My LDR is only about two months in but it took us about four months of talking almost everyday to get to this point. He lives in the States and I live in Australia so I've got a feeling I might actually really need a good support system since I've never done a LDR before and certainly not a D/s one!

He''s supposed to be coming over here for my birthday in October and I'm looking forward to it like a kid hopped up on sugar! Only I have a feeling this is going to be the longest six months of my life! So phone calls are out for us - too expensive though thankfully there is msn calling now so we both got the required equipment :)
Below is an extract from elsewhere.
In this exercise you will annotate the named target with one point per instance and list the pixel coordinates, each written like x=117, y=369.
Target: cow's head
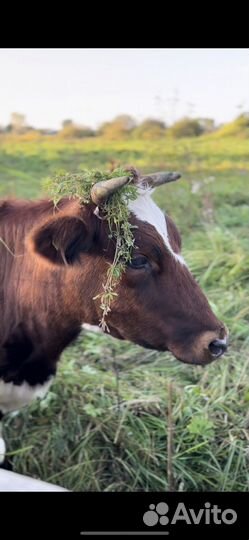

We both met on Lit actually and neither of us were looking, sort of just fell into a friendship and found common ground. So in any case I just wanted to introduce myself and probably will look for advice rather than give any since I'm new to LDR's in general and I'm still very young :)

:rose:
 

Welcome :)


So this morning I was surprized with a phone call. He was checking up on me cause I sent him a text yesterday saying that I thought I might have broken a toe. I love that we can do that now. :heart:

A few hours later he sends me a text asking if the vonage changed last night. I told him I had no clue, and he told me that it's not working. When he plugs the vonage box in it takes the net out, but the net is fine with out the box. :( And just as I'm getting ready to go on vacation.

I hope he can figure it out. it's the perfect time to be able to chat next week. :(
 
Beginning of April. Have gotta find a place to stay and a means of getting there. Missed too many opportunities to fuck this one up.
 
Things are getting better with Sir...but the rest of my life? Going to hell.

Oh well at least He is here for me.
 
random blurt - how the hell does D put up with me??

*sigh* the fact that He does humbles me.

and if things go according to plan i will have bought a return ticket to D by the end of the week. trying not to get the hopes up... or jinx it.

may this be the first of many....pretty please god / deity / entity / being thingy / ceiling cat (kthnkbai!)
 
random blurt - how the hell does D put up with me??

*sigh* the fact that He does humbles me.

I've had this very same thought about my Master more times than I can remember. Plus the fact that he has waited this long and will continue to do so if need be.

It truly is humbling.
 
I hope things get better for you.

Thank you. The "hell" is actually a good thing. i am getting rid of some toxic elements (people) in my life that need to be gone.

The process sucks because they keep saying nasty shit. Oh well...poo washes off!

Sir has been so supportive. Even though there were issues recently, He has not given up on me. i am fortunate.
 
I love our specail moments.

I have such a hard time letting go that some times I just need to be brought to tears. I've been missing him so much lately, and hurting from the distance, but for some reason I just could not cry and release that. Tonight we got some play time, which we haven't had in months. I got to cry it all out and I feell much better now.

It's funny, I feel so close to him after our sessions. When he breaks me down to tears, and I'm laying there sobbing, I can almost feel his arms around me, holding me. When we get to do this on the phone I would swear he was there with me.

I love him so much.
 
Thank you. The "hell" is actually a good thing. i am getting rid of some toxic elements (people) in my life that need to be gone.

The process sucks because they keep saying nasty shit. Oh well...poo washes off!

Sir has been so supportive. Even though there were issues recently, He has not given up on me. i am fortunate.

It's tough going through things like that even though the end result will be positive.